There was no way Enriquez could choose when she saw the litter of golden retrievers, so she asked Miller to choose one.

“I knew you would say that, so I chose for you,” Miller said, pointing to one that looked like a loaf of bread from Kimo’s restaurant.

Technology has caught up with Makana, the ten-year-old Golden Retriever at Sacred Hearts School, shown here listening to her favorite tunes.

“Makana stayed with her mom and siblings until she was weaned, and I checked on her regularly until it was time to pick her up,” Enriquez recalled. “At that point I couldn’t leave her home alone and asked the Sacred Hearts principal, Susan Hendricks, if I could bring her to school with me.”

Hendricks, knowing the advantages of having a dog in an educational institution, gave her full permission, and Makana went to school. She has literally grown up with the students who have been there since preschool.

“You can feel the legacy of love that Makana contributes when you set foot upon the parish school campus,” said Principal Hendricks. “She is part of so many stories of days past as well as fresh stories that perpetuate the ‘ohana of our special school community.”
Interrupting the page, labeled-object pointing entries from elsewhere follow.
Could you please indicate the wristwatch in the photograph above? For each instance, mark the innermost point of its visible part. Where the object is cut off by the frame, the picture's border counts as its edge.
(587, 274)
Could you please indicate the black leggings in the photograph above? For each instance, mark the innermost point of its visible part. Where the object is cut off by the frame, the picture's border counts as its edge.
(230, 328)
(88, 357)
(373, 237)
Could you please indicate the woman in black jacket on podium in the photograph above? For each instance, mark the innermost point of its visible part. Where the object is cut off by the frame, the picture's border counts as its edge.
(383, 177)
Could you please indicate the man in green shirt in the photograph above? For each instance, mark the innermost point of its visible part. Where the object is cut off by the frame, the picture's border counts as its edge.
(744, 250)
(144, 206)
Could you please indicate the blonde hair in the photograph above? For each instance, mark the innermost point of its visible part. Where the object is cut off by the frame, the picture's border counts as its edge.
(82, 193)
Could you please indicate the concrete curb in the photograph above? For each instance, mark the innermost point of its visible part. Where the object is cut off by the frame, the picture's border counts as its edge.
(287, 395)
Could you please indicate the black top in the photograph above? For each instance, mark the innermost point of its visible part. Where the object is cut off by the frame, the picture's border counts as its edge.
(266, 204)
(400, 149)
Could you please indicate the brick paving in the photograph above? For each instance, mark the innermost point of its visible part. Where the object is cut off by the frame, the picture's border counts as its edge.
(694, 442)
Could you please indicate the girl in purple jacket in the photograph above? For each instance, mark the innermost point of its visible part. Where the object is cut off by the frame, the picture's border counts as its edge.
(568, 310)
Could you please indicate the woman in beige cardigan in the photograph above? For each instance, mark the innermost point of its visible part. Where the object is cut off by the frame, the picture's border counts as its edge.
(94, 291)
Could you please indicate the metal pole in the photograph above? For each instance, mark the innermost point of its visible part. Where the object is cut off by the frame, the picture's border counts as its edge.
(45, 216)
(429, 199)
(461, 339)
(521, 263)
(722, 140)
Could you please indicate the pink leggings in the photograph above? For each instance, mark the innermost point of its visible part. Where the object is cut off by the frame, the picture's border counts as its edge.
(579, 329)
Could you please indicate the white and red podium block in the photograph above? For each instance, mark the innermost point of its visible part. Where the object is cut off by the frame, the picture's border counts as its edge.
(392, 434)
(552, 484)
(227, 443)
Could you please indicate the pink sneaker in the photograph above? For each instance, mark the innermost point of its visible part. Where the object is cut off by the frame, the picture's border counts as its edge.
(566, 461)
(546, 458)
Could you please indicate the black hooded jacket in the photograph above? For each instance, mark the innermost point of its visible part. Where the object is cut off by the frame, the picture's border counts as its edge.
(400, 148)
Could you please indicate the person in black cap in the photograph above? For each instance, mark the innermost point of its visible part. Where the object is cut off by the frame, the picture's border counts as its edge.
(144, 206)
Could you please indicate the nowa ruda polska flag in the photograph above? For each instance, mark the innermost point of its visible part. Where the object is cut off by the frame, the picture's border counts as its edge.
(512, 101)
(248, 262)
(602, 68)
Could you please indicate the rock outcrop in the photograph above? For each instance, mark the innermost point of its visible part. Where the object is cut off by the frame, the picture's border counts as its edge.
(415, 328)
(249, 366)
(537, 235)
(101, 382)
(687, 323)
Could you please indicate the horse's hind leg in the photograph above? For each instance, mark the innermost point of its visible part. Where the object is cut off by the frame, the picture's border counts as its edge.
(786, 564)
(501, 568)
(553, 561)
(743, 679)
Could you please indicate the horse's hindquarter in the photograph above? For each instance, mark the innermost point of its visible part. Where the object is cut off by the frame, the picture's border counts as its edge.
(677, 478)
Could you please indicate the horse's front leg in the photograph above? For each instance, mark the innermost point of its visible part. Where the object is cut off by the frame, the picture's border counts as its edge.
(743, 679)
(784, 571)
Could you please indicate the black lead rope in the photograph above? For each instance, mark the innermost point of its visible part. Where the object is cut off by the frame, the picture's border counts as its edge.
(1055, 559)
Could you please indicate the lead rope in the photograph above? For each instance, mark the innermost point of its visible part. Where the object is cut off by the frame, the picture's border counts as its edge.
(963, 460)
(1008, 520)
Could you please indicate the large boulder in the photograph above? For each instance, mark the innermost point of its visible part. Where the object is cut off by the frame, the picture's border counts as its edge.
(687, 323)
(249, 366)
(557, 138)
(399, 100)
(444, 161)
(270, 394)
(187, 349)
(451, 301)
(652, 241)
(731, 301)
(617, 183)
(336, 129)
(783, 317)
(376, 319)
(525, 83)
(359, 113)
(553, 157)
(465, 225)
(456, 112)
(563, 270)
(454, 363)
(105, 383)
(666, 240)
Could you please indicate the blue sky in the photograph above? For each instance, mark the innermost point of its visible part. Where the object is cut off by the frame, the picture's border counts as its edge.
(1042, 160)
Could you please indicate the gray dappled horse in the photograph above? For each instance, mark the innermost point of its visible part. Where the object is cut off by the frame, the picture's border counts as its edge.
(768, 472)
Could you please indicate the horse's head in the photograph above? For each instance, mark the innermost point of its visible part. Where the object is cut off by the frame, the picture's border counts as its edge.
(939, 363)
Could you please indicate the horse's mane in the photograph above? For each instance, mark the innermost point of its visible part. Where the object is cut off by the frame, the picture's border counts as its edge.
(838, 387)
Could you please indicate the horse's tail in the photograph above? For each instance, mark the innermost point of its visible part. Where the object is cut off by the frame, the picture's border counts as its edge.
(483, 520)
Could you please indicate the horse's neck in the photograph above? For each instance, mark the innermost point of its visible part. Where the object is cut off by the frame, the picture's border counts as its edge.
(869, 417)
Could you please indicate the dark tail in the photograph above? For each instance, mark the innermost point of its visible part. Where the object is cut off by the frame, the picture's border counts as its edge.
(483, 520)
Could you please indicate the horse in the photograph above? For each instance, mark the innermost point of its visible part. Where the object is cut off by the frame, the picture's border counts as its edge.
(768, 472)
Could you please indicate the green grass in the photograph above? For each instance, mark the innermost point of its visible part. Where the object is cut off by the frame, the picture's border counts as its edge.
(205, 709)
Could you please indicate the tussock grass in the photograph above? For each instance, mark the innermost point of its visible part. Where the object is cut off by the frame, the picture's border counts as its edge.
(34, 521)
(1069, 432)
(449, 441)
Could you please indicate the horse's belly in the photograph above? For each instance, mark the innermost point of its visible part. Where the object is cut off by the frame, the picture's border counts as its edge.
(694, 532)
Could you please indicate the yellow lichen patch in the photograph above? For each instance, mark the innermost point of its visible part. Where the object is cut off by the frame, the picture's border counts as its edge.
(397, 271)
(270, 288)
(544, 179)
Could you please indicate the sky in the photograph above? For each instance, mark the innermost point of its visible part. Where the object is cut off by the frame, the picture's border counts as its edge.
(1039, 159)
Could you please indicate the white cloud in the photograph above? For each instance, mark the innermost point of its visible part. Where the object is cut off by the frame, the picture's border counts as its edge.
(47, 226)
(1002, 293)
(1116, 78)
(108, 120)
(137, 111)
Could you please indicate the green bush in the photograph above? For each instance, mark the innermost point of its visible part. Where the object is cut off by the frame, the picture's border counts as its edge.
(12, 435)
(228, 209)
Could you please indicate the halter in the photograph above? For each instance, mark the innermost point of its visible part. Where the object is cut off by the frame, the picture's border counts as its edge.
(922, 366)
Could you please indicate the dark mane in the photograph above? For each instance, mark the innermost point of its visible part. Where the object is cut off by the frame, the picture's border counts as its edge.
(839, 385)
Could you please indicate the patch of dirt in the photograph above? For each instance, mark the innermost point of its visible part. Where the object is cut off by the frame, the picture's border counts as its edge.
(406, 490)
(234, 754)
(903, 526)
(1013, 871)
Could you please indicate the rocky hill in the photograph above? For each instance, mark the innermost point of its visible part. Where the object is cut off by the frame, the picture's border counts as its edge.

Hendricks described the chickens and roosters that occasionally wander the playground and the cats that keep the mice clear from the outdoor storage area and the St. Francis Garden. “However, none can hold a candle to Makana,” she said.

“The students, their families and the staff all think she is theirs, and in the Hawaiian tradition of hanai adoption, she is!”

It was ten years ago that Hendricks told Enriquez that she could keep Makana in a pen in the classroom until she was potty-trained, old enough to stay home alone or until someone was allergic to her.

“However, Makana never stayed home, and everyone continues to benefit from the unconditional love that she showers upon those around her,” she said. “In fact, her name, ‘Makana,’ means gift in Hawaiian!”

Golden Retrievers are known for their calm demeanor, gentle disposition and overall friendliness. At school, Makana is a counselor with fur. A lot of students talk directly to her. She has excellent listening skills and often knows when a child needs some comfort.

“A first-grader, in a designated reading spot, was entwined with Makana while reading her a story and showing her each page as he read aloud,” said Enriquez. “I asked him how it was going, and he said, ‘It’s more fun reading to Makana because she listens better than anyone.’ “

“Two fourth-graders, in a disagreement, were sent to me for discipline; both very angry,” Enriquez recalled. “I had them describe what happened to Makana, and within ten minutes they were both wrapped around her laughing and petting her, their woes totally transformed to sharing.”

Students from all grades have wonderful things to say about having Makana in school. “Makana is important because everyone tries to take care of her, so together we do something as a family,” said Ana, a seventh-grader.

“As eighth-graders, we are caught up in technology,” said Alexis. “Makana reminds us there is more than just the computer.” “She gives us a better understanding of nature and Malama Honua (caring for our island and the Earth),” added Alex.

Jacob and Mia, first-graders, both agreed: “Makana is Super Dog! She protects us and never runs away. She is that smart! If you’re just having a bad day, Makana is always there to make you feel better, and she will make you happy!”

Cash from the fifth grade summed it up for everyone at Sacred Hearts School. “Makana, Makana! She is special; she’s loving, playful and soft. She is a great dog and friend. We love her and we will never ever forget about her!”